Employees of small organizations or groups are normally given various health insurances by the company owner. The insurance covers practically almost everything, from visits to the doctor to prescribed medications to hospital visits, etc.
It is essential for the employers to know which health insurance would be suitable for the employees and company budget. Here, is helpful information regarding the various plans available for the small business owner.
Indemnity plans – These main medical plans normally include a deductible – the insurance company will start to pay the benefits after the insured person have paid the amount. Once the covered expenses go beyond the deductible amount, benefits are often paid as a fraction of the actual expenditures, which is usually 80%. These plans typically offer the best flexibility in selecting where to get medical care.
Health Maintenance Organization (HMO) plan – This medical plan lets an insured individual to select a Primary Care Physician (PCP) from different network providers. PCPs are accountable for handling your health necessities. If you wish to seek medical care from other network provider, then there should be a PCP referral which can be easily requested.
Medical attention must be obtained from the provider if you want the claim to be compensated through HMO. If you have been treated outside the provider, chances are you will be paying for the expenses or it may be covered, but at a reduced level.
Preferred Provider Organization or PPO is a plan in which an insurance company negotiates with preferred physicians and hospitals to offer their service at a lower cost. An employee insured in PPO can obtain medical care from a physician or hospital not selected by the provider, however, that employee would possibly pay a co-payment or larger deductible.
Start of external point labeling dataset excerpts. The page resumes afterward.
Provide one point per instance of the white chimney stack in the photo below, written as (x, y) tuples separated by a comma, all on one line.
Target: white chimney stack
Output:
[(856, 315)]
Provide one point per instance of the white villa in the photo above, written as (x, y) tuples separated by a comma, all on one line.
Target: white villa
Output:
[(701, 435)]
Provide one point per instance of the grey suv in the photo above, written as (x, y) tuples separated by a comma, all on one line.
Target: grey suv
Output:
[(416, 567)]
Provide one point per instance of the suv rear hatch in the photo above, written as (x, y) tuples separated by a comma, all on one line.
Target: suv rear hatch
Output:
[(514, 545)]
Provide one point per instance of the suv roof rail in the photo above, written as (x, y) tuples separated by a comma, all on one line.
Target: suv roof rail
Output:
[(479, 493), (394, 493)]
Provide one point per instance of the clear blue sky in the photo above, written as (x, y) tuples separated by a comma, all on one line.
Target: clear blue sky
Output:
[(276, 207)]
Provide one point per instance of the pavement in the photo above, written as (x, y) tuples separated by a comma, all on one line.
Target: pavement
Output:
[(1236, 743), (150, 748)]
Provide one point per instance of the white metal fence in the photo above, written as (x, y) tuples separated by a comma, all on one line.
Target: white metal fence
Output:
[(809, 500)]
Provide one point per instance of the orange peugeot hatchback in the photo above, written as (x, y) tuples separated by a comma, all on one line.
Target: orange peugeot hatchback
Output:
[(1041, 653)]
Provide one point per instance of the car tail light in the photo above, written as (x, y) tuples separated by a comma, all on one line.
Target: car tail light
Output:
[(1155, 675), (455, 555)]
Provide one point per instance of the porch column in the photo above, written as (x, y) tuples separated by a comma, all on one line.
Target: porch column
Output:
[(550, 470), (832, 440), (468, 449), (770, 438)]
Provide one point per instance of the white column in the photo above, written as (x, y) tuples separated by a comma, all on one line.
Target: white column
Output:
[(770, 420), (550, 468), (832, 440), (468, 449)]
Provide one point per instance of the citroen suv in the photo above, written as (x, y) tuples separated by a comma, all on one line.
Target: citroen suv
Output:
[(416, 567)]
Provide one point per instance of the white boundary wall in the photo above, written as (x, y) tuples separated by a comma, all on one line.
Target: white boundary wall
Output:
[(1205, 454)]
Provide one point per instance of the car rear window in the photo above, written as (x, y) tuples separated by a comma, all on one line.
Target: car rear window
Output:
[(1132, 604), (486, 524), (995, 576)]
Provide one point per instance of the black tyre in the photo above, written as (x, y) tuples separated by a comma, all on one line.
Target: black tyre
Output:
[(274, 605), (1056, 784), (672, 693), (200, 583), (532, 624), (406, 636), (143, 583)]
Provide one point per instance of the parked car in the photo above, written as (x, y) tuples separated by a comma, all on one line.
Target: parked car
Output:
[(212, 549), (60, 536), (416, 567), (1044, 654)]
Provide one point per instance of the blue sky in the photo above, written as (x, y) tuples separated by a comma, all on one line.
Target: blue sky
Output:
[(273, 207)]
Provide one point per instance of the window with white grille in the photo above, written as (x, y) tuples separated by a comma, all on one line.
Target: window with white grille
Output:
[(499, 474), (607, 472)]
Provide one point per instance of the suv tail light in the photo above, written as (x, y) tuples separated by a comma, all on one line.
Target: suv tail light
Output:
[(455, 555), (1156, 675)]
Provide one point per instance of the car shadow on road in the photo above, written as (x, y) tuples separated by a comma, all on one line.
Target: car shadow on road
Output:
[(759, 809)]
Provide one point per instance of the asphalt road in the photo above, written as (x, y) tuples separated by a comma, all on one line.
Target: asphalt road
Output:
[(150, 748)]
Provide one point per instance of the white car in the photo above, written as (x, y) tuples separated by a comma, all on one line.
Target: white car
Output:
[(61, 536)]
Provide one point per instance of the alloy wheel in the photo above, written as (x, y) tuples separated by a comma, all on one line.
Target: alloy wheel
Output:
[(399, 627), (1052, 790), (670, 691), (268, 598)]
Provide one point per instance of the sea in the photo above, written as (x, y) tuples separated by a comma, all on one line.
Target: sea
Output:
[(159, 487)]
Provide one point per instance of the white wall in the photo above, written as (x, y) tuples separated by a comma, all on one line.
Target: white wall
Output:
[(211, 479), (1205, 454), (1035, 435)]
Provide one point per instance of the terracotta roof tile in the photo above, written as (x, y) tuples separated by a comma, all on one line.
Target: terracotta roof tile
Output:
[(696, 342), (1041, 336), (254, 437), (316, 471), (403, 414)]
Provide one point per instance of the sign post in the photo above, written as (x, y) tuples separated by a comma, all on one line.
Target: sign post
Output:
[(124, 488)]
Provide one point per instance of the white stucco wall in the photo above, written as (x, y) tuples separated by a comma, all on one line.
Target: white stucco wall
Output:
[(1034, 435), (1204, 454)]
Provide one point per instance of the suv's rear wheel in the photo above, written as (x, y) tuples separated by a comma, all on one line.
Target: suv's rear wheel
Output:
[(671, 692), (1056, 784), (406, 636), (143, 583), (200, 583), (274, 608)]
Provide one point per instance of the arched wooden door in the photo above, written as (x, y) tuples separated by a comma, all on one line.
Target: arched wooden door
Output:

Point of Service (POS) plans – These main medical plans are a combination of HMO and PPO plans. It has better flexibility compared to HMOs; however, it needs the insured person to choose a primary care physician. Comparable to PPO, the insured person can seek treatment from a non-selected provider and pay additional cost, but if the insured person was referred by the primary care physician to a non-selected physician, the insurance company will shoulder the expense.